This is overconfidence bias in its purest form — the tendency to overestimate the accuracy of our predictions based on thin or anecdotal evidence. Behavioral economists have documented this bias extensively. Behavioral psychologist, Daniel Kahneman, described how people consistently overestimate the precision of their forecasts, especially in complex systems with many interacting variables.

Basketball, like markets, is exactly that kind of system. A star player rolls his ankle in warmups. An underdog catches fire from three. A referee misses a call. The outcome is partly skill and partly chaos — and yet tens of millions of people fill out brackets with supreme conviction. Yet no one has ever predicted all 67 games correctly in the same year. In fact, out of 36 million brackets completed on the major online sites in the 2026, NOT ONE bracket remained perfect by  the 44th game of the 67 game tournament. And there are still four rounds to go.

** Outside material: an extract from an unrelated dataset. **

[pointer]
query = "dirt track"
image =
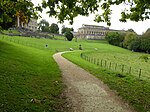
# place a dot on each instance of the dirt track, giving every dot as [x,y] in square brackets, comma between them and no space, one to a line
[86,93]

Investors do the same thing. We read a few earnings reports, catch a segment on financial television, and proceed to make high conviction bets on individual stocks. We forget that we are competing against professionals who do this 12 hours a day with resources and computing power we cannot imagine. The bracket reminds us: confidence and competence are not the same thing.

For many years, Warren Buffett offered $1 billion to anyone who could pick a perfect NCAA bracket and never once paid up. Now Kalshi, the prediction market site is made the same $1 billion offer. They already know they won’t have to pay up in 2026.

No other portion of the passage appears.